Description
This crispy smashed potato salad combines tender, boiled baby potatoes with a creamy, flavorful dressing made from Boursin cheese, mayonnaise, and Dijon mustard, enhanced with fresh herbs and a hint of apple cider vinegar. Roasted to golden perfection, this salad is a delightful side dish perfect for any occasion, offering a satisfying blend of textures and rich flavors.
Ingredients
Scale
Potatoes
- 2.5 pounds baby potatoes (yellow or red)
- 1/4 cup olive oil
- Salt (to taste)
- Pepper (to taste)
Dressing
- 5.2 oz Boursin cheese
- 1/2 cup mayonnaise
- 2 tablespoons Dijon mustard
- 1 tablespoon apple cider vinegar
- 1 small red onion (finely chopped)
- 1/4 cup fresh parsley (chopped)
- 1/4 cup fresh dill (chopped)
Instructions
- Preheat Oven: Preheat your oven to 425°F (220°C) and line a baking sheet with parchment paper to prepare for roasting the potatoes.
- Boil Potatoes: Place the baby potatoes in a large pot and cover them with water. Bring the water to a boil and cook the potatoes until they are fork-tender, about 15 to 20 minutes. Drain and let them cool slightly for easier handling.
- Smash Potatoes: Arrange the boiled potatoes on the prepared baking sheet. Using a potato masher or the bottom of a glass, gently press each potato to flatten it while keeping it mostly intact for roasting.
- Roast Potatoes: Drizzle the smashed potatoes with olive oil and season with salt and pepper. Roast them in the preheated oven for 20 to 25 minutes until they turn crispy and golden brown.
- Prepare Dressing: While the potatoes roast, combine Boursin cheese, mayonnaise, Dijon mustard, and apple cider vinegar in a large bowl. Mix until smooth, then stir in the finely chopped red onion for added crunch and flavor.
- Toss Potatoes with Dressing: After roasting, allow the potatoes to cool slightly, then add them to the bowl with the dressing. Gently toss the potatoes ensuring they are evenly coated without breaking them apart.

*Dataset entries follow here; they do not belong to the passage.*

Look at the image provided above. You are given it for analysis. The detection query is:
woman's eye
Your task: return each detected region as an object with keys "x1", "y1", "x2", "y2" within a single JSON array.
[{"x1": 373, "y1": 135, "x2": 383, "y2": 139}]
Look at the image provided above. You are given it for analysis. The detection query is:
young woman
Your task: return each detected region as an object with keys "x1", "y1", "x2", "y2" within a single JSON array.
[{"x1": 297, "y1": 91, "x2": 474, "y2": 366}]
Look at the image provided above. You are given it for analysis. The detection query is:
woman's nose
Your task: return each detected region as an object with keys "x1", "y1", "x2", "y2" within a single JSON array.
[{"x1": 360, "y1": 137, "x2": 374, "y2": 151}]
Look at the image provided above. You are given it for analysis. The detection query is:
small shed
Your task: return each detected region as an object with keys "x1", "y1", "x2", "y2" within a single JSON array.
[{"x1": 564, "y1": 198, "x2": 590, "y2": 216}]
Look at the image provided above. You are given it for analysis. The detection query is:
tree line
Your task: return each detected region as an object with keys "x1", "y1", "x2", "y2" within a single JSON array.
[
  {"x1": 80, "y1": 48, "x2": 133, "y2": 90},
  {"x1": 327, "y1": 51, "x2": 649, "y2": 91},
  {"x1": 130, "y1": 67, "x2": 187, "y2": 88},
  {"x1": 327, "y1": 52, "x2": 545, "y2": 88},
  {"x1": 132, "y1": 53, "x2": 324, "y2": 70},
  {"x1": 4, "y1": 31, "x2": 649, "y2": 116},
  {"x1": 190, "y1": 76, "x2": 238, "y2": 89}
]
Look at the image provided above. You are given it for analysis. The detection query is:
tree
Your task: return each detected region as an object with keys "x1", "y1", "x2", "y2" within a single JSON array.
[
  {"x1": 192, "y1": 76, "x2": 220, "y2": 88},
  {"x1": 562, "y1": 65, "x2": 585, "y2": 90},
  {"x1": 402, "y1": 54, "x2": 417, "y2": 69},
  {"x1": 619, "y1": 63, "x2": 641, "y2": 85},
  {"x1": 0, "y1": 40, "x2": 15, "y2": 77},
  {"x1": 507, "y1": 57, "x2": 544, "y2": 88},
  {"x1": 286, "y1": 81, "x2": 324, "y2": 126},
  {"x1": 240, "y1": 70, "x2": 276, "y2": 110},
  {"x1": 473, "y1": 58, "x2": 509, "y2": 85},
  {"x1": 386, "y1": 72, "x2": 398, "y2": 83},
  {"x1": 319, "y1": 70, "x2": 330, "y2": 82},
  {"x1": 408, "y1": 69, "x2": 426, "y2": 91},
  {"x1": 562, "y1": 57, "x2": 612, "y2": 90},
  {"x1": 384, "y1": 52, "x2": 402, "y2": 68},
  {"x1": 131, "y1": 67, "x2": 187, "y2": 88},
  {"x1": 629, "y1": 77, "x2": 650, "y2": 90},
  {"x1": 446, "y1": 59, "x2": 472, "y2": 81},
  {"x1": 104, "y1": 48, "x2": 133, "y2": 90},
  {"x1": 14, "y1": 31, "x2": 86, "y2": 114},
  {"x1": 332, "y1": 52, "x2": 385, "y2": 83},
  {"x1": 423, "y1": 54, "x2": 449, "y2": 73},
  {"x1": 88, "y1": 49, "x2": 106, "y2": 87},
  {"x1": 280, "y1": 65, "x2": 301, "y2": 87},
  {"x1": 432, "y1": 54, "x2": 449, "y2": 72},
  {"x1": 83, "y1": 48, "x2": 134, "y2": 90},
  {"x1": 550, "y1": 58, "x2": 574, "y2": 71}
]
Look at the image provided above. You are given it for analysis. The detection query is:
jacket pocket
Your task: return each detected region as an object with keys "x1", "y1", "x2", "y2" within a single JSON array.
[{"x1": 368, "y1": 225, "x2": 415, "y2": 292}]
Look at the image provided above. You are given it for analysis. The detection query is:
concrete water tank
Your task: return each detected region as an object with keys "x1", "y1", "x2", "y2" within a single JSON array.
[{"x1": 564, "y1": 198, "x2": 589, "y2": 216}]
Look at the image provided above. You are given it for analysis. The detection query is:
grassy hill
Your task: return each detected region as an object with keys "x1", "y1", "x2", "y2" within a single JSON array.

- Add Fresh Herbs: Stir in the chopped parsley and dill to incorporate fresh herbal notes. Taste and adjust seasoning with additional salt or pepper if needed.
- Serve: Serve the crispy smashed potato salad warm or at room temperature, perfect as a side dish or light meal.
Notes
- Use waxy baby potatoes like red or yellow for best texture and flavor.
- Do not over-smash the potatoes; keep them mostly in one piece for crispy edges and soft centers.
- Roasting time may vary depending on your oven; look for golden, crispy edges.
- This salad can be served warm, at room temperature, or chilled according to preference.
- Fresh herbs like parsley and dill add brightness — feel free to substitute with chives or tarragon if desired.
- For a tangier dressing, increase the apple cider vinegar slightly.